Beethoven was much exercised by current ideas of liberty and justice when he wrote his only opera, so it seems fair enough that director and designer have raised their own questions about freedom and controls by setting the piece in a timeless past-future, in which prisoners are held captive by coma-inducing drugs, produced in a laboratory of H G Wellsian steam technology.
There were a few wagging heads during the interval and at least one “why can’t they leave it alone?” But most comments were thoughtfully supportive. Longborough and its audience have come of an age when they are licensed to take greater risks.
In a prelude acted during the overture, Florestan plays a rebel who shoots Pizarro in a raid on his security office, helping to provide a backstory for what is to come. It’s a little heavy-handed, but the only major disappointment in the dramatic staging is that the impact of the release of prisoners at the end of act I was thrown away.

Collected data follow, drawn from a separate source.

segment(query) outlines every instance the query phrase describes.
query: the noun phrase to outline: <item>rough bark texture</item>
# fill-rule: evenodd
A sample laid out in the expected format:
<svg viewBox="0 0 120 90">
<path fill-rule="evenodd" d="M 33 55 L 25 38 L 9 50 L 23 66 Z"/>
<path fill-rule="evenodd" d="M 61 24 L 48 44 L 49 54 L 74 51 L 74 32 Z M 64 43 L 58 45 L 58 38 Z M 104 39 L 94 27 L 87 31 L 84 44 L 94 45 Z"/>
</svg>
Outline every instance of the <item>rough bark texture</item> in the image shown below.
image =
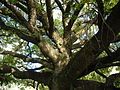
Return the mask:
<svg viewBox="0 0 120 90">
<path fill-rule="evenodd" d="M 24 62 L 40 63 L 42 67 L 39 70 L 43 68 L 49 69 L 43 72 L 27 69 L 26 71 L 21 71 L 16 67 L 1 65 L 0 73 L 11 73 L 19 79 L 38 81 L 47 85 L 50 90 L 119 90 L 119 88 L 114 86 L 114 81 L 120 77 L 119 73 L 106 77 L 98 72 L 106 78 L 105 83 L 78 79 L 97 69 L 112 65 L 120 66 L 120 63 L 114 63 L 116 61 L 119 62 L 120 49 L 117 48 L 115 52 L 109 52 L 108 49 L 110 43 L 119 41 L 120 1 L 112 8 L 111 13 L 105 20 L 103 19 L 104 3 L 102 0 L 96 0 L 96 9 L 99 12 L 97 16 L 99 31 L 89 41 L 85 42 L 80 50 L 76 50 L 76 53 L 72 52 L 74 43 L 74 40 L 72 41 L 72 28 L 74 28 L 74 23 L 79 18 L 80 11 L 84 8 L 85 3 L 77 0 L 68 0 L 66 2 L 55 0 L 62 13 L 63 35 L 58 33 L 59 30 L 54 23 L 54 7 L 52 6 L 54 3 L 52 0 L 45 0 L 46 10 L 43 10 L 43 3 L 38 3 L 36 0 L 17 0 L 16 3 L 11 3 L 9 0 L 1 0 L 0 3 L 5 6 L 0 7 L 0 14 L 12 18 L 24 27 L 22 29 L 9 26 L 1 16 L 0 29 L 5 32 L 14 32 L 24 41 L 35 44 L 44 58 L 28 57 L 17 52 L 5 50 L 1 51 L 0 54 L 11 55 L 22 59 Z M 27 14 L 28 17 L 24 17 L 23 14 Z M 38 21 L 40 26 L 37 26 Z M 108 56 L 98 58 L 103 51 Z M 3 81 L 4 77 L 0 76 L 0 80 Z"/>
</svg>

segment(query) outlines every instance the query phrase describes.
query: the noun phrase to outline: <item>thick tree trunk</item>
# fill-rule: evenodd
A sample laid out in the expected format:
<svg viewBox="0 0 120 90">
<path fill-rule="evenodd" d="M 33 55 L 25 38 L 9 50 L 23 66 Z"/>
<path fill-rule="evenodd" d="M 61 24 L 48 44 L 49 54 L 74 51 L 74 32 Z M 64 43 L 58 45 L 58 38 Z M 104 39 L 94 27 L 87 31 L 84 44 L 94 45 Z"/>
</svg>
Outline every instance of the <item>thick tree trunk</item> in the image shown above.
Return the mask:
<svg viewBox="0 0 120 90">
<path fill-rule="evenodd" d="M 77 80 L 75 82 L 69 82 L 54 78 L 51 82 L 50 90 L 120 90 L 120 88 L 106 86 L 106 83 L 92 80 Z"/>
<path fill-rule="evenodd" d="M 72 90 L 69 80 L 54 77 L 51 82 L 50 90 Z"/>
</svg>

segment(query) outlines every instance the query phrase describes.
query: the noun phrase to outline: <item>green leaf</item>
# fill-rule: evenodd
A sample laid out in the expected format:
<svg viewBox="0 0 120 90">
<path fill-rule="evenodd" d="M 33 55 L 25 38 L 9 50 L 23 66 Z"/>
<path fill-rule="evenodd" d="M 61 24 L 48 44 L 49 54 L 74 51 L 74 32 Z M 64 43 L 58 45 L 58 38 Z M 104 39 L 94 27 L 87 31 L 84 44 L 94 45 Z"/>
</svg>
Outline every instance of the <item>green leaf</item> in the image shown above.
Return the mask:
<svg viewBox="0 0 120 90">
<path fill-rule="evenodd" d="M 10 3 L 15 4 L 17 3 L 17 0 L 8 0 Z"/>
</svg>

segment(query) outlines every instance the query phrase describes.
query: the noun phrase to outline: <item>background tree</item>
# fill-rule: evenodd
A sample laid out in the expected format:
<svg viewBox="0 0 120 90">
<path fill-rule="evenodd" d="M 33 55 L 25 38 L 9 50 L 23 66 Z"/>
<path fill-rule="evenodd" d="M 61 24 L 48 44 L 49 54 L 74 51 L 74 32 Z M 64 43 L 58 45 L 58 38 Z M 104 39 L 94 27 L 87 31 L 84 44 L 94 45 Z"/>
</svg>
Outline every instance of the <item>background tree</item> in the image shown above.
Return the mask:
<svg viewBox="0 0 120 90">
<path fill-rule="evenodd" d="M 119 0 L 0 0 L 0 80 L 119 90 L 120 73 L 109 74 L 120 65 L 119 23 Z M 91 72 L 104 82 L 86 80 Z"/>
</svg>

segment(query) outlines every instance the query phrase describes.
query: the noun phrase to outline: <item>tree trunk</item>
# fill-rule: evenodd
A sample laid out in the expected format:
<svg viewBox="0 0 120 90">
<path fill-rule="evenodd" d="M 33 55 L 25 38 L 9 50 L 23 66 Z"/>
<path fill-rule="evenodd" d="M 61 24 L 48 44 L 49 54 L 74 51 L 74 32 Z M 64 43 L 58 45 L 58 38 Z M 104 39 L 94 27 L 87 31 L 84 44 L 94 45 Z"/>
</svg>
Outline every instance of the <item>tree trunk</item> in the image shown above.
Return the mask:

The moment they emerge from darkness into light is usually one of the most affecting in all opera, but here the semi-comatose victims are simply disconnected from their sedative tubes with relatively little effect and remain at the back of the stage during their brief chorus of liberation. There is not even much sense of a Cuckoo’s Nest L-dopa awakening. Perhaps lack of rehearsal time prevented anything more ambitious.
Orpha Phelan and Madeleine Boyd’s visionary production will inevitably dominate debate rather than some very good performances from the principals, among whom Elizabeth Atherton as Leonore demonstrated with her smooth-as-silk legato why she is one of Britain’s most in-demand sopranos.
Her rapturous duet with Adrian Dwyer’s Florestan made the spirits soar, leading into the exhilarating finale, wonderfully controlled from the pit by the young Gad Kadosh, an accomplishment always the more impressive at Longborough where the conductor cannot always see or even very well hear the singers.
Earlier came the delightful canon "Mir is so wunderbar", with Atherton, John Paul Huckle as Rocco, Lucy Hall’s Marzelline and Sam Furness as Jacquino each singing the same line but always distinctly differentiated in timbre and emotion.
Another production surprise, perfectly justified by surtitles, was that while the piece was sung in German, which naturally fits the music, the spoken dialogue was in English. I hope the practice becomes more widespread, applying even to recitative, but it does expose any acting frailties, of which there were a few.